Tutorials
Huggingface Autotrain

Huggingface Autotrain

⚠️

You training can be interrupted at any point. Please make sure you save your checkpoint regularly and restore from checkpoint when training is interrupted. For more information, please refer to this section

In this tutorial, we will look at how to fine tune a large language model (LLM). We will use the Huggingface Autotrain (opens in a new tab) framework to fine tune the LLAMA model with Alpaca sample dataset from Huggingface (opens in a new tab).

💡

Huggingface Autotrain supports fine tuning other models, such as image models. Interested readers can check their documents and experiment with other models on EverlyAI.

Step 1 Implement Code

We will create two files. everlyai_entrypoint.sh to install dependencies and run fine tuning and dataset_downloader.py to download the dataset from Huggingface and store it in the EverlyAI file storage.

💡

We only need to download the dataset once. Once it is saved to EverlyAI file storage, it is accessible on all instances within the same region.

everlyai_entrypoint.sh
pip install -U autotrain-advanced
 
# Download dataset.
pip install datasets
mkdir -p /everlyai/fs/autotrain
python3 dataset_downloader.py
 
# Start the training process.
cd /everlyai/fs
autotrain llm \
--train \
--model 'tiiuae/falcon-7b' \
--project-name 'everlyai-autotrain' \
--data-path /everlyai/fs/autotrain/ \
--text-column text \
--lr 2e-4 \
--batch-size 1 \
--epochs 4 \
--block-size 1024 \
--warmup-ratio 0.1 \
--lora-r 16 \
--lora-alpha 32 \
--lora-dropout 0.045 \
--weight-decay 0.01 \
--gradient-accumulation 4 \
--mixed-precision fp16 \
--peft \
--quantization int4
dataset_downloader.py
from datasets import load_dataset 
 
# Load the dataset
dataset = load_dataset("tatsu-lab/alpaca") 
train = dataset['train']
train.to_csv('/everlyai/fs/autotrain/train.csv', index = False)
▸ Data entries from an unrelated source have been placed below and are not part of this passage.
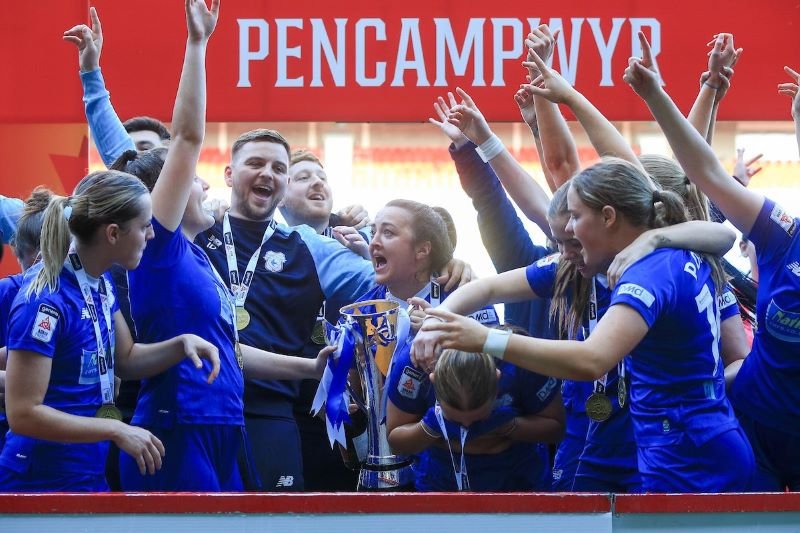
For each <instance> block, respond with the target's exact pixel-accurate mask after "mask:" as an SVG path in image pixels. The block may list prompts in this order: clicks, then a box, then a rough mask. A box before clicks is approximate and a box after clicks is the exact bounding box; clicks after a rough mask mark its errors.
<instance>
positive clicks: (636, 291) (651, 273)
mask: <svg viewBox="0 0 800 533" xmlns="http://www.w3.org/2000/svg"><path fill="white" fill-rule="evenodd" d="M672 255H673V254H672V253H671V252H670V250H669V249H667V248H663V249H662V250H660V251H656V252H654V253H652V254H650V255H648V256H646V257H644V258H643V259H641V260H639V261H638V262H636V263H634V264H633V265H631V266H630V268H628V270H626V271H625V273H624V274H623V275H622V277H621V278H620V280H619V282H618V283H617V286H616V287H615V288H614V293H613V294H612V295H611V304H610V305H609V307H610V306H612V305H617V304H626V305H628V306H630V307H632V308H633V309H635V310H636V312H637V313H639V314H640V315H641V316H642V318H643V319H644V321H645V322H646V323H647V327H648V328H652V327H653V324H655V322H656V320H658V317H659V316H660V315H661V313H662V312H663V311H664V310H665V309H667V308H668V307H669V305H670V304H671V301H672V298H673V296H674V293H675V285H674V282H673V280H672V278H671V276H669V273H670V272H671V269H670V265H669V264H668V263H669V259H670V257H671V256H672ZM657 273H658V274H657Z"/></svg>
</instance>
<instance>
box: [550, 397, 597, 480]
mask: <svg viewBox="0 0 800 533" xmlns="http://www.w3.org/2000/svg"><path fill="white" fill-rule="evenodd" d="M588 428H589V417H588V416H586V413H579V414H568V415H567V431H566V434H565V435H564V439H563V440H562V441H561V443H559V445H558V448H557V449H556V456H555V458H554V459H553V472H552V474H553V481H552V490H554V491H556V492H569V491H571V490H572V483H573V481H574V479H575V472H576V470H577V469H578V459H579V458H580V456H581V453H583V448H584V445H585V444H586V431H587V429H588Z"/></svg>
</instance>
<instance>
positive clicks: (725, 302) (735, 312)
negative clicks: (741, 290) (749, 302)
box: [717, 284, 739, 323]
mask: <svg viewBox="0 0 800 533" xmlns="http://www.w3.org/2000/svg"><path fill="white" fill-rule="evenodd" d="M717 308H718V309H719V320H720V323H722V322H724V321H725V320H728V319H729V318H731V317H734V316H739V302H738V301H737V300H736V296H735V295H734V294H733V291H732V290H731V286H730V284H729V285H726V286H725V291H724V292H723V293H722V294H721V295H719V296H718V297H717Z"/></svg>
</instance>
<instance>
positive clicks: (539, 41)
mask: <svg viewBox="0 0 800 533" xmlns="http://www.w3.org/2000/svg"><path fill="white" fill-rule="evenodd" d="M559 33H561V28H559V29H557V30H556V31H554V32H553V33H550V28H549V27H548V26H547V24H541V25H540V26H539V27H538V28H536V29H534V30H531V32H530V33H529V34H528V36H527V37H526V38H525V48H527V49H528V56H527V59H526V61H527V62H533V58H532V57H531V50H532V51H533V52H535V53H536V55H538V56H539V57H540V58H541V59H542V61H543V62H544V63H545V64H546V65H547V66H550V64H551V59H552V57H553V50H554V49H555V46H556V38H557V37H558V34H559ZM526 68H527V69H528V75H529V76H530V77H531V80H535V79H536V78H537V77H538V76H539V74H540V72H539V70H538V68H537V67H535V66H534V65H529V66H527V67H526Z"/></svg>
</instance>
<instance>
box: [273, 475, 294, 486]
mask: <svg viewBox="0 0 800 533" xmlns="http://www.w3.org/2000/svg"><path fill="white" fill-rule="evenodd" d="M292 485H294V476H281V477H280V478H278V483H277V484H276V485H275V487H276V488H278V487H291V486H292Z"/></svg>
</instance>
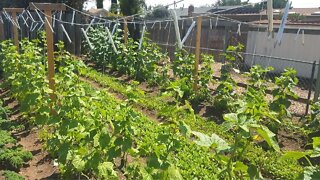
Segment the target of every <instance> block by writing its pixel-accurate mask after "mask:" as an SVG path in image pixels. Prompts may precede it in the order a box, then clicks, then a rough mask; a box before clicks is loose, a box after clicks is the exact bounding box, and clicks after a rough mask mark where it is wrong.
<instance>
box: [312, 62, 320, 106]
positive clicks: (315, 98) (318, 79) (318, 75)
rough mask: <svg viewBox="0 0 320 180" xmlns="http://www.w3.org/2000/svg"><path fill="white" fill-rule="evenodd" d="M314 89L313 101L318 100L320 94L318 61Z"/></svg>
mask: <svg viewBox="0 0 320 180" xmlns="http://www.w3.org/2000/svg"><path fill="white" fill-rule="evenodd" d="M316 82H317V83H316V90H315V93H314V99H313V101H314V102H318V98H319V94H320V61H319V63H318V75H317V81H316Z"/></svg>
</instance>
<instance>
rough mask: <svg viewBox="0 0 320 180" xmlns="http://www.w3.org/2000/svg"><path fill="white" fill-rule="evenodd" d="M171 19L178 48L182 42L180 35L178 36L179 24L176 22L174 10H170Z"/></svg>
mask: <svg viewBox="0 0 320 180" xmlns="http://www.w3.org/2000/svg"><path fill="white" fill-rule="evenodd" d="M171 13H172V16H173V19H174V21H173V22H174V28H175V31H176V38H177V43H178V48H179V49H182V42H181V37H180V30H179V24H178V18H177V14H176V12H175V11H173V10H172V11H171Z"/></svg>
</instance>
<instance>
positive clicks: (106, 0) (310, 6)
mask: <svg viewBox="0 0 320 180" xmlns="http://www.w3.org/2000/svg"><path fill="white" fill-rule="evenodd" d="M89 1H90V3H89V4H88V5H89V7H92V6H94V3H93V2H94V1H95V0H89ZM176 1H178V0H176ZM173 2H174V0H160V1H159V0H146V3H147V4H148V5H152V6H154V5H159V4H164V5H166V4H171V3H173ZM215 2H216V1H215V0H184V1H183V2H181V3H179V4H178V7H182V6H184V7H188V6H189V5H190V4H193V5H194V6H203V5H207V4H214V3H215ZM250 2H251V3H257V2H261V0H250ZM292 3H293V7H296V8H297V7H299V8H306V7H320V0H292ZM109 6H110V0H105V7H107V8H108V7H109Z"/></svg>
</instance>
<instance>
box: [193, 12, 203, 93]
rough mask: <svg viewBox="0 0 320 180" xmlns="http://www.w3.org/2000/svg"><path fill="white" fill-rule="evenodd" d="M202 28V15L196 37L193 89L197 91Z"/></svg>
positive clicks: (193, 75)
mask: <svg viewBox="0 0 320 180" xmlns="http://www.w3.org/2000/svg"><path fill="white" fill-rule="evenodd" d="M201 28H202V17H198V18H197V37H196V52H195V55H196V57H195V58H196V59H195V62H194V72H193V77H194V83H193V90H194V91H195V92H196V93H197V91H198V78H199V77H198V71H199V61H200V53H201V52H200V46H201Z"/></svg>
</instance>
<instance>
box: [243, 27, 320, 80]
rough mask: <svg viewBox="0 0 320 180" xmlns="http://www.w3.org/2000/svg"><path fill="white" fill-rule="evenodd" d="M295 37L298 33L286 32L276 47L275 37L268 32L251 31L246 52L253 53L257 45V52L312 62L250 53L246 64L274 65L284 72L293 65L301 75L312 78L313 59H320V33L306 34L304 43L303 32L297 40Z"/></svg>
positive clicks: (264, 54) (316, 60)
mask: <svg viewBox="0 0 320 180" xmlns="http://www.w3.org/2000/svg"><path fill="white" fill-rule="evenodd" d="M275 37H276V34H275ZM295 38H296V34H293V33H292V34H290V33H285V34H284V35H283V39H282V43H281V45H280V46H279V45H277V46H276V47H275V48H274V44H275V38H268V37H267V32H257V31H249V33H248V40H247V47H246V48H247V50H246V52H247V53H253V52H254V48H255V46H256V53H255V54H262V55H267V56H275V57H282V58H288V59H297V60H301V61H306V62H310V64H307V63H299V62H292V61H286V60H279V59H273V58H264V57H263V58H261V57H259V56H255V58H253V56H249V55H247V56H246V64H247V65H249V66H251V65H252V64H260V65H262V66H263V67H266V66H272V67H274V68H275V71H276V72H278V73H279V72H282V71H283V69H284V68H286V67H292V68H295V69H296V70H297V72H298V76H299V77H306V78H310V76H311V71H312V63H313V61H317V62H318V61H319V59H320V35H307V34H305V36H304V44H303V43H302V35H301V33H300V35H299V36H298V39H297V40H295ZM317 68H318V67H316V70H317ZM316 73H317V72H316ZM315 76H316V75H315Z"/></svg>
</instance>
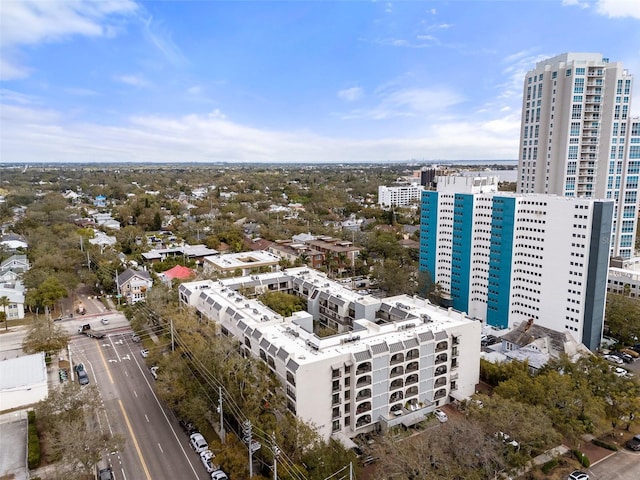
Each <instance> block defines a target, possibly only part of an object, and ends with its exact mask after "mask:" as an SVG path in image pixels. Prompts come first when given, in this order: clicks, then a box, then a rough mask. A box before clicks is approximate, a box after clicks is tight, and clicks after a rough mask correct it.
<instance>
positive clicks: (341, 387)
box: [179, 268, 481, 440]
mask: <svg viewBox="0 0 640 480" xmlns="http://www.w3.org/2000/svg"><path fill="white" fill-rule="evenodd" d="M241 287H242V291H243V292H245V293H246V292H248V291H251V289H254V290H253V292H254V293H255V294H259V293H261V292H263V291H286V292H288V293H293V294H296V295H299V296H302V297H303V298H306V299H307V307H308V308H307V310H308V311H307V312H296V313H295V314H294V315H293V316H291V317H288V318H283V317H281V316H280V315H278V314H277V313H275V312H273V311H272V310H270V309H268V308H267V307H265V306H264V305H263V304H262V303H260V302H258V301H257V300H255V299H250V298H247V297H245V296H243V295H240V294H239V293H238V290H239V289H240V288H241ZM179 296H180V301H181V302H182V303H183V304H187V305H190V306H192V307H194V308H195V309H196V310H197V311H198V312H199V314H200V315H201V316H202V317H203V319H206V320H211V321H215V322H217V323H219V324H220V326H221V330H222V332H223V333H224V334H226V335H230V336H233V337H234V338H236V339H238V340H239V341H240V342H241V344H242V345H243V348H244V349H245V351H246V352H247V353H248V354H251V355H252V356H254V357H256V358H260V359H262V360H263V361H264V362H265V363H266V364H267V365H268V366H269V367H270V368H271V370H272V371H273V372H274V373H275V374H276V375H277V377H278V378H279V379H280V381H281V383H282V386H283V389H284V391H285V393H286V396H287V399H288V406H289V409H290V410H291V411H292V412H294V413H295V414H296V415H298V416H299V417H300V418H301V419H303V420H305V421H307V422H311V423H313V424H314V425H316V426H317V429H318V432H319V433H320V434H321V435H322V436H323V437H324V438H325V439H328V438H329V437H332V436H333V437H334V438H336V439H338V440H344V438H345V437H346V438H352V437H354V436H356V435H358V434H360V433H366V432H370V431H373V430H378V429H382V430H385V429H387V428H389V427H392V426H395V425H401V424H404V425H406V426H409V425H412V424H415V423H418V422H420V421H422V420H424V418H425V415H427V414H429V413H431V412H433V410H434V409H435V408H437V407H438V406H439V405H443V404H445V403H448V402H449V401H451V399H452V398H458V399H461V398H466V397H468V396H470V395H472V394H473V393H474V392H475V386H476V384H477V382H478V377H479V362H480V360H479V359H480V329H481V323H480V322H477V321H473V320H471V319H470V318H468V317H467V316H466V315H464V314H462V313H460V312H456V311H454V310H452V309H443V308H440V307H436V306H434V305H432V304H430V303H429V302H428V301H426V300H424V299H421V298H418V297H409V296H405V295H401V296H397V297H391V298H386V299H376V298H373V297H369V296H360V295H357V294H356V293H354V292H352V291H351V290H348V289H345V288H344V287H342V286H341V285H340V284H338V283H336V282H332V281H331V280H329V279H327V277H326V276H325V275H323V274H321V273H320V272H317V271H315V270H311V269H308V268H294V269H288V270H286V271H283V272H274V273H267V274H263V275H254V276H251V277H243V278H231V279H225V280H221V281H211V280H207V281H200V282H191V283H183V284H182V285H181V286H180V290H179ZM314 320H316V321H319V322H320V323H321V324H325V325H327V324H331V325H333V326H336V327H341V328H339V330H340V331H341V332H342V333H338V334H335V335H332V336H328V337H323V338H320V337H318V336H316V335H315V334H314V333H313V323H314ZM330 321H332V322H333V323H330ZM347 327H348V328H347Z"/></svg>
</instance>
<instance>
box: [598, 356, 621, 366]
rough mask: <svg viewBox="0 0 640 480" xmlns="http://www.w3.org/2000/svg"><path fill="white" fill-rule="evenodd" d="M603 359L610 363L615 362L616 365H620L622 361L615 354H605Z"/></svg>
mask: <svg viewBox="0 0 640 480" xmlns="http://www.w3.org/2000/svg"><path fill="white" fill-rule="evenodd" d="M602 358H604V359H605V360H607V361H609V362H611V363H617V364H618V365H622V364H623V363H624V361H623V360H622V359H621V358H620V357H618V356H617V355H605V356H604V357H602Z"/></svg>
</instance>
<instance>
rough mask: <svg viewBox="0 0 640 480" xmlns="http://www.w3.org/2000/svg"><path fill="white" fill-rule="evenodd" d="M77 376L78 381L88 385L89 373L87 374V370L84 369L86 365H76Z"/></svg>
mask: <svg viewBox="0 0 640 480" xmlns="http://www.w3.org/2000/svg"><path fill="white" fill-rule="evenodd" d="M75 371H76V376H77V377H78V383H79V384H80V385H87V384H88V383H89V375H87V371H86V370H85V369H84V365H83V364H82V363H79V364H77V365H76V367H75Z"/></svg>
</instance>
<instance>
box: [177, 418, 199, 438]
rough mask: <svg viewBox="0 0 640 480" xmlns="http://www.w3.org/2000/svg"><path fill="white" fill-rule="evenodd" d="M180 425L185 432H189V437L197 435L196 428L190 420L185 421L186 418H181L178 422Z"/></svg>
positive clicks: (193, 424) (185, 420) (196, 429)
mask: <svg viewBox="0 0 640 480" xmlns="http://www.w3.org/2000/svg"><path fill="white" fill-rule="evenodd" d="M178 423H179V424H180V427H181V428H182V429H183V430H184V431H185V432H187V435H189V436H191V434H192V433H196V432H197V431H198V429H197V428H196V426H195V425H194V424H193V422H192V421H190V420H185V419H184V418H181V419H180V420H178Z"/></svg>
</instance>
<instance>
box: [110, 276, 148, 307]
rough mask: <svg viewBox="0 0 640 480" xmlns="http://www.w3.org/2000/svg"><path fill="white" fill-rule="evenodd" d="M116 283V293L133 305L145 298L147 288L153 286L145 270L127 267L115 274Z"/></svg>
mask: <svg viewBox="0 0 640 480" xmlns="http://www.w3.org/2000/svg"><path fill="white" fill-rule="evenodd" d="M116 285H117V287H118V294H119V295H122V298H124V299H125V301H126V302H127V303H128V304H131V305H133V304H134V303H137V302H142V301H144V300H146V298H147V290H149V289H150V288H151V287H152V286H153V280H151V275H149V272H147V271H146V270H133V269H132V268H127V269H126V270H125V271H124V272H122V273H120V274H116Z"/></svg>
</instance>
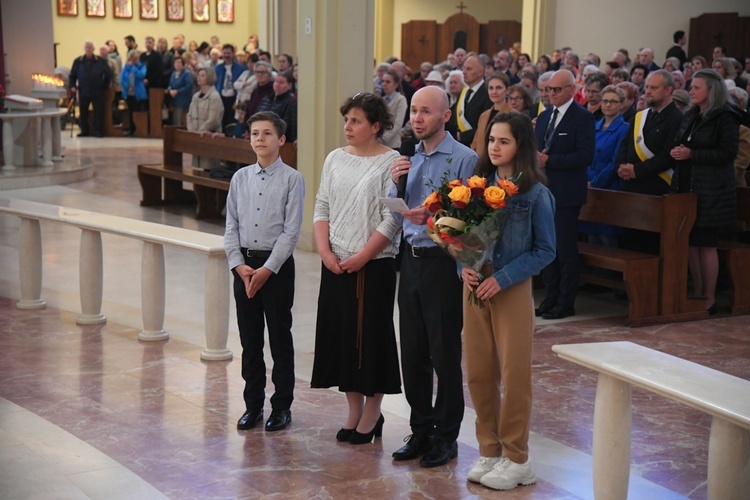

Within the same directory, run the following command to zip the code.

zip code.zip everlyai_entrypoint.sh load_dataset.py

The final directory looks like below.

    • everlyai_entrypoint.sh
    • dataset_downloader.py
    • code.zip
  • Step 2 Create a project

    Now we can fine tune the model to EverlyAI.

    Visit the Projects (opens in a new tab) page and click Create Project button. On the next page, enter the following configurations.

    • change job type to model training
    • change code type to local code
    • select the generated zip file in step 1.

    and click Create button. An example is shown below.

    Step 3 Check model checkpoints

    Once the project completes, we can go to the file storage of EverlyAI and find all the training artifacts there.